Petition denied for man convicted of killing Tribune editor

COLUMBIA – A lawyer for a man convicted in the same murder case as Ryan Ferguson said he is "just really disappointed" Charles Erickson will remain in jail.

Erickson pleaded guilty of killing a Columbia Daily Tribune sports editor in 2001. 

“The reason we’re going after things now and he hasn’t in the past is because I think, frankly, for the first couple of years, he thought he did it,” Erickson's lawyer Landon Magnusson said.  

Magnusson filed a writ of habeas corpus on Erickson's behalf, a legal right to determine whether detainment is lawful or not.  

The petition was denied Tuesday.

KOMU talked to Erickson’s mother over the phone Wednesday. She said she and the defense team were prepared for that.
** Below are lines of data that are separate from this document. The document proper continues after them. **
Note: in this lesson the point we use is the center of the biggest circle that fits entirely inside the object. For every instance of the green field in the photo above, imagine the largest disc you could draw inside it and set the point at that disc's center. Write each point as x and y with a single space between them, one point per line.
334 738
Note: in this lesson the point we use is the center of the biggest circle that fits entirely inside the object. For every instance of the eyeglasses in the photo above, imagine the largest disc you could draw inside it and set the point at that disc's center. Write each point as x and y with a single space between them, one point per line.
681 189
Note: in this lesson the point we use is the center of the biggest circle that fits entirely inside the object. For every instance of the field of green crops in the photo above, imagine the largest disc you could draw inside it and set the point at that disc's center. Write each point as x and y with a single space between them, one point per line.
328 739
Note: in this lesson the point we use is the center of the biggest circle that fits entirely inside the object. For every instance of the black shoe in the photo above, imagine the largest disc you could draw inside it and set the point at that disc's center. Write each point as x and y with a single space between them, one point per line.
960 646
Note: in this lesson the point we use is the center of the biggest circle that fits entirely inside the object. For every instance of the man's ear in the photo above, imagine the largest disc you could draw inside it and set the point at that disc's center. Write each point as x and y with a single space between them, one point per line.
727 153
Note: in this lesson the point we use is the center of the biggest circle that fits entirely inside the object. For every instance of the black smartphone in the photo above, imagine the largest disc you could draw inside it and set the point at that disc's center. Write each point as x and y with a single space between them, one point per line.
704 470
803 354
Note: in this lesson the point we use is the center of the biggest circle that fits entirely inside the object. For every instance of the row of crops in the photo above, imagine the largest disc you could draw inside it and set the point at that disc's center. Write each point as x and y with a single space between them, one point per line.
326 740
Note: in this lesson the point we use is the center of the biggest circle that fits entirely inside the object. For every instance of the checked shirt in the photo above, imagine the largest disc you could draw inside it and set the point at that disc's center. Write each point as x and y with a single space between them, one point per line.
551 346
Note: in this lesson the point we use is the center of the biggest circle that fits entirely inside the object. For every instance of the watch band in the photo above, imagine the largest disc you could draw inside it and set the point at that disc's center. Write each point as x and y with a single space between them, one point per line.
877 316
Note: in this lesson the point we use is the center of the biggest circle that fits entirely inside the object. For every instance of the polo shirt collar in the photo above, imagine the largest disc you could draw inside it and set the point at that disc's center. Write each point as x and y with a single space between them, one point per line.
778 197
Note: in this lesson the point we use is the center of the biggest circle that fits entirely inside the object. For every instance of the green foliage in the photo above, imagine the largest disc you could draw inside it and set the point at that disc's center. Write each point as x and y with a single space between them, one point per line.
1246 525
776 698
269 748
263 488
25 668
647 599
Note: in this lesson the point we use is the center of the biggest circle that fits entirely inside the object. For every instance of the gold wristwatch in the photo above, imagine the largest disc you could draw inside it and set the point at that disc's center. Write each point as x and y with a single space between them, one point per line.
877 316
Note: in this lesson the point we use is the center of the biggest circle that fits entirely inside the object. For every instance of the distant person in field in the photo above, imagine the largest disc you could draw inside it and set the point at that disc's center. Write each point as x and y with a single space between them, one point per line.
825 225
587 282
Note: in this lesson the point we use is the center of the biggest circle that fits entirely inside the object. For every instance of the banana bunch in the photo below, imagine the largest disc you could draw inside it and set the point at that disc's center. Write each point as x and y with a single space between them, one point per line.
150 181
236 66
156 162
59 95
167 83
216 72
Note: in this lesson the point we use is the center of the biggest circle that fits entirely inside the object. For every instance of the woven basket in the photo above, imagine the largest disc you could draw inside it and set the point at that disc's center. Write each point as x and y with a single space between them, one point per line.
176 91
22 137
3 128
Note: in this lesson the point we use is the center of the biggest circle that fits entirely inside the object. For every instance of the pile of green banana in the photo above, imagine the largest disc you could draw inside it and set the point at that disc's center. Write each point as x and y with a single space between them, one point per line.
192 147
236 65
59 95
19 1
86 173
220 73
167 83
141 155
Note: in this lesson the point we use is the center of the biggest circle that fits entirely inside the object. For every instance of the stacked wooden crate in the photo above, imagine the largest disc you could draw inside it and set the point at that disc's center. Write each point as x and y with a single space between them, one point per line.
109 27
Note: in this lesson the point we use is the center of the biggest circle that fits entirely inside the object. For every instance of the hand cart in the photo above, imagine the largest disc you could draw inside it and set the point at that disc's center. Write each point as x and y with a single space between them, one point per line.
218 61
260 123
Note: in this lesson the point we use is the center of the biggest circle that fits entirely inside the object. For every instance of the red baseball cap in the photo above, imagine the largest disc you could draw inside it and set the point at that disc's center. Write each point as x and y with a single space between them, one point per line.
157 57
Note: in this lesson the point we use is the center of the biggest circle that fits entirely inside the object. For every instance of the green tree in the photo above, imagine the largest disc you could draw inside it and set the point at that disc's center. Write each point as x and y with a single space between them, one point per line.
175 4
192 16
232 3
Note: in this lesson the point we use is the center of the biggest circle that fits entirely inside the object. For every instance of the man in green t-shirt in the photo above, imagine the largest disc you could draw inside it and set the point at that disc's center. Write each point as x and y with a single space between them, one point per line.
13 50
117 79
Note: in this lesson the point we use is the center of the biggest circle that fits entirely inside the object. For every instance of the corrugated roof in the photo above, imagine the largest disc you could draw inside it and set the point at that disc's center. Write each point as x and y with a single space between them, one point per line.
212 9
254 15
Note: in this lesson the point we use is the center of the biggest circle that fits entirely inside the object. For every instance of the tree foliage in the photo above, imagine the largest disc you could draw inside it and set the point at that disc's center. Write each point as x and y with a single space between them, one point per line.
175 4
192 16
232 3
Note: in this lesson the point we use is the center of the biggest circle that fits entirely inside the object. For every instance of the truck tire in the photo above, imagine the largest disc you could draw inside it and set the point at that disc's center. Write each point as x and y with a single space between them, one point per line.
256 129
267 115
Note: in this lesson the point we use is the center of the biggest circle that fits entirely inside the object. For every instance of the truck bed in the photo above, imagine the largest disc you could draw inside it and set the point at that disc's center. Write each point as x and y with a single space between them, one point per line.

“We take it one day at a time. Then and now,” Marianne Erickson said. “It’s been difficult. It’s been really difficult. Excruciatingly difficult.”

Investigators said Erickson and Ferguson were on the scene when Tribune sports editor Kent Heitholt was shot on November 1, 2001. 

Ferguson consistently maintained his innocence, and after years of appeals and petitions, his sentence was commuted by then-Gov. Jay Nixon in 2013.

Erickson now contends his confession was coerced.

Magnusson said a petition is the only way to get Erickson cleared.

“When it’s the only pen on the table and you need to write something down you grab it,” Magnusson said. “It was all that there is.”

Marianne Erickson believes there is one answer for her son.

“For ultimate justice for him, he needs to be exonerated,” she said. “He needs to have those convictions wiped off his record.”

Erickson is up for parole in 2023, but his mother and Magnusson said that’s not how they want him to leave prison.  

“Even if he gets out of prison in four years and he walks,” Magnusson said. “He’s still someone that has to try and live a life with a murder conviction.”

During the first aired recent interview with Erickson he said he doesn’t expect the public, or even his family to believe his new claim of innocence.

Erickson’s mother said she believes her son.  

“His confession and wrongful conviction, for me, and his admission of guilt in 2009, was always an enigma to me and difficult to understand knowing my son,” she said.

The next step in Erickson’s case is another writ of habeas corpus filed in the eastern district court of appeals.

Magnusson said he will speak to Erickson in the coming days about how far he wants to take his case.